Sophisticated and complex data accounting systems have been developed to report and monitor data availability and latency technical performance metrics. These data accounting systems are based on the basic principles of data warehousing: collect the datum, transform it, load it a well-defined database and produce various canned reports. This approach has many problems, namely:
- Only a small fraction of all the system performance data is actually collected and analyzed.
- The use of structured data leads to inflexible systems that are not able respond to business change requests.
- Data structures must be defined very early in the system lifecycle resulting on a data accounting system that is inflexible and not easily extensible.
- The operational processes/states of the data accounting system become coupled to the ability of the data processing system (data ingest, product generation and dissemination) to generate complete and well formatted data.
- Malfunctions of the data accounting system put into question the integrity of the transactional data it contains.
These data accounting systems can only store a limited amount of data due to performance and capacity limitations. In addition, correlations between system performance and data availability and/or data latency metrics are not offered. These systems are designed to answer pre-defined questions with no ability to dynamically incorporate and use new sources of data.
This paper will present a proposed approach for using big data principles and technologies to collect, store and report on life of the mission data. The usage of proven big data technologies like, Hadoop File System (HDFS), Map Reduce and other big data tools and techniques, can bring significant benefits to the data accounting systems that support the new generation of satellite ground systems.
The main benefit of this new approach is that we do not need to define the questions early in the system lifecycle; we just need to identify the sources of data and collect them in their raw form.
Additionally, the use of big data principles, tools and approaches provide:
- Flexibility - the system can collect and report on a large variety of data sources. It is even possible to have a single data accounting system simultaneously support multiple missions.
- Extensibility - big data technologies are designed and implemented to address the data Velocity, Variety and Volume (V3) problem. Incorporating big data technologies into a data accounting system allows the addition of new sources of data which have very different data formats, large volumes and long retention times.
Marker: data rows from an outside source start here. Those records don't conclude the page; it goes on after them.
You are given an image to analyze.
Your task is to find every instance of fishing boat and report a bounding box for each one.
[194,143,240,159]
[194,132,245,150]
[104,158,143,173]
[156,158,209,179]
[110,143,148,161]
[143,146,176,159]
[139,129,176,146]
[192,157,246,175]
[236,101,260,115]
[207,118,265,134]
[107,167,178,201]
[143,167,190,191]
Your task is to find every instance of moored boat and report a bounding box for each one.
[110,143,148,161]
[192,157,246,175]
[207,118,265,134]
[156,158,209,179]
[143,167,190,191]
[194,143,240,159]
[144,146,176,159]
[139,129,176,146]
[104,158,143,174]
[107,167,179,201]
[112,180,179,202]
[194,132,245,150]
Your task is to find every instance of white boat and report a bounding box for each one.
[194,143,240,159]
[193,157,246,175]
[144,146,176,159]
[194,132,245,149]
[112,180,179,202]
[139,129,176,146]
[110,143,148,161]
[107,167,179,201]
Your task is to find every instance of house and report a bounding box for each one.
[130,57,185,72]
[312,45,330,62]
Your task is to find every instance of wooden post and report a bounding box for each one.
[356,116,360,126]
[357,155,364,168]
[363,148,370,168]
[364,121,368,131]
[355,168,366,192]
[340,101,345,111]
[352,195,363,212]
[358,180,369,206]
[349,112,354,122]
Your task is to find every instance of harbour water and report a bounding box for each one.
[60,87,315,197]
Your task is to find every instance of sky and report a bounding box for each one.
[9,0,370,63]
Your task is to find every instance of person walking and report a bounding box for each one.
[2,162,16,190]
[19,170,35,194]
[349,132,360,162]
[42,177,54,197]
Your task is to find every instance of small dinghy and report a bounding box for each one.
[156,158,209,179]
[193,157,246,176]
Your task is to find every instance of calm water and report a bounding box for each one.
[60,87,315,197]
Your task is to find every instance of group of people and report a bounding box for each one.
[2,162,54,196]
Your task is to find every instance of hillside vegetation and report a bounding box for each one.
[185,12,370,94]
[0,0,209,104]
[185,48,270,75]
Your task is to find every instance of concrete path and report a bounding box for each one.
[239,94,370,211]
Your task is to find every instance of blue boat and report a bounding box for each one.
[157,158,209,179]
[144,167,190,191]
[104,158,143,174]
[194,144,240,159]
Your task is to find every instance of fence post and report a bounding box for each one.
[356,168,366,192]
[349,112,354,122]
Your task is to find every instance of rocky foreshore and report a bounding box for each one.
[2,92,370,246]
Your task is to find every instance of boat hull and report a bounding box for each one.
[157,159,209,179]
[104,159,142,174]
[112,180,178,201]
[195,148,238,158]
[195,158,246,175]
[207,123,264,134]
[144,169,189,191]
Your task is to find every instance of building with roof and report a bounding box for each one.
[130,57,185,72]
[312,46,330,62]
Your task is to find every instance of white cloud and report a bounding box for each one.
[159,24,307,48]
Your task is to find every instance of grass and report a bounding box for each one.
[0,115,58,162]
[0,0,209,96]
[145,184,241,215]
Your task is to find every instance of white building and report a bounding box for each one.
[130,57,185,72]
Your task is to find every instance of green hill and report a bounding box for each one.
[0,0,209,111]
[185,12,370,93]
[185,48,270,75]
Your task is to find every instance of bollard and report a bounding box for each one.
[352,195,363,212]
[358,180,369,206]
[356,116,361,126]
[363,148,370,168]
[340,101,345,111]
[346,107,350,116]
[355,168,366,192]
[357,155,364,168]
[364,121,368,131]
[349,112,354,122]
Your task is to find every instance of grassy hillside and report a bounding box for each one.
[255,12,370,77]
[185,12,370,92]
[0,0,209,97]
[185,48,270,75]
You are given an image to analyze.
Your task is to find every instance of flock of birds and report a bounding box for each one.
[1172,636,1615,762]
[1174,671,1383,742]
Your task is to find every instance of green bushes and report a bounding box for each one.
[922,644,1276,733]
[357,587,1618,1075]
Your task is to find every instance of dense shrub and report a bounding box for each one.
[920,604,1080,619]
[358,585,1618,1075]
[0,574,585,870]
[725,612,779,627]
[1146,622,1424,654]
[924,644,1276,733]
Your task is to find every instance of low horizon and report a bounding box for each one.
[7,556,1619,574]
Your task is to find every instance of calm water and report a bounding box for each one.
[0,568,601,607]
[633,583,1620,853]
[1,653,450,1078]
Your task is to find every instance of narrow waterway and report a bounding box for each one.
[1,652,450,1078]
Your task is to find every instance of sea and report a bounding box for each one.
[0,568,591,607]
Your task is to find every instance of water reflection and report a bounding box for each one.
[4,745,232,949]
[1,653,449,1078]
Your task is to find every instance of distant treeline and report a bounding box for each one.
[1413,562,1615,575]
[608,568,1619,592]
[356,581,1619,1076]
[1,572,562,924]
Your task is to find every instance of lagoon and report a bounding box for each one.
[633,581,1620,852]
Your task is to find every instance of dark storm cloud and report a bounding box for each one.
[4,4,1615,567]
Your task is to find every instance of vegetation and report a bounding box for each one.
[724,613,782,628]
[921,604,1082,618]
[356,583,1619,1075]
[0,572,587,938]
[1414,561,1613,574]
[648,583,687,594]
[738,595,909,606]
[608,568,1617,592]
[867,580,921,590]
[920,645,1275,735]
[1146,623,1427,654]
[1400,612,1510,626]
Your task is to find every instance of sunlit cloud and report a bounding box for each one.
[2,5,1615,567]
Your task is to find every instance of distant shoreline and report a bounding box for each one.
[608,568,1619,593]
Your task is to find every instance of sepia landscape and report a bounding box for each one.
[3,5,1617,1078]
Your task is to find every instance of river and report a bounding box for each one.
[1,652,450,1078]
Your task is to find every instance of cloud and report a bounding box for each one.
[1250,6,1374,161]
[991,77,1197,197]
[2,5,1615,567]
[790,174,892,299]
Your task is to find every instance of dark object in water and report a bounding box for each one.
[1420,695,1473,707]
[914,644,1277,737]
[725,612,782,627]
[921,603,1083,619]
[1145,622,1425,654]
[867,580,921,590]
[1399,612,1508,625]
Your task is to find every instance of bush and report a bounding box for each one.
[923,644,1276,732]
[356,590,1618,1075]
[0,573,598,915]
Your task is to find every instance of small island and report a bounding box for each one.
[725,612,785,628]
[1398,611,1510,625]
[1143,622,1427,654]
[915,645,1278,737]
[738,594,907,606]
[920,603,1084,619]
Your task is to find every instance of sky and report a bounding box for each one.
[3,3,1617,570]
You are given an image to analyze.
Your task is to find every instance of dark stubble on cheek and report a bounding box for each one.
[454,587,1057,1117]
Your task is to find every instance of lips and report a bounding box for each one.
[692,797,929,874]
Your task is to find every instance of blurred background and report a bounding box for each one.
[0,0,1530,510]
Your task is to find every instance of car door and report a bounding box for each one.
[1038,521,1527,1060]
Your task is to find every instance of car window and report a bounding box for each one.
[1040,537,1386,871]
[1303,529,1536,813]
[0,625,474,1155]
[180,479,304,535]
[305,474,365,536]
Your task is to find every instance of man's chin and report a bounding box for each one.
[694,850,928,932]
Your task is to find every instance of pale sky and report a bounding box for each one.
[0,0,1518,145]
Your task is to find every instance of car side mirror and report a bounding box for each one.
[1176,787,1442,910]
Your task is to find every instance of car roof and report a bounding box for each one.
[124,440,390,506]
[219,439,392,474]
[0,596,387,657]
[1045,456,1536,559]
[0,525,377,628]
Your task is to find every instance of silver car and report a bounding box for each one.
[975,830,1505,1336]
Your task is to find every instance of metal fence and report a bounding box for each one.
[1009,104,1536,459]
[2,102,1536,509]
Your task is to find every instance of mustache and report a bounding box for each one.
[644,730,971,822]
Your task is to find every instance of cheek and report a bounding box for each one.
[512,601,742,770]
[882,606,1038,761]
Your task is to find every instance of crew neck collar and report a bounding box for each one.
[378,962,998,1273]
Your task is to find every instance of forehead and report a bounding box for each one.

- Completeness – many system activity logs could be collected and stored on a single data accounting system. As an example, the data production logs and the system logs can be combined to produce reports to support anomaly resolution, performance tuning, capacity planning, as well as the basic TPM reports.
- Cost Effective Solution –big data solutions are less expensive as a result of the ability to build using commodity hardware and open source tools. By consolidating multiple data accounting system into a single enterprise system we can realize significant cost savings.
- Alignment with Federal, NASA and NOAA direction - there are various efforts within the federal government, and within NASA/NOAA in particular, to adopt cost-cutting solutions, embrace big data technologies and provide enterprise solutions for enterprise problems.
We will explore the characteristics and basic architecture of such a system. We will present an approach for its implementation. We will identify and analyze the predominant issues and suggest future activities to further this research.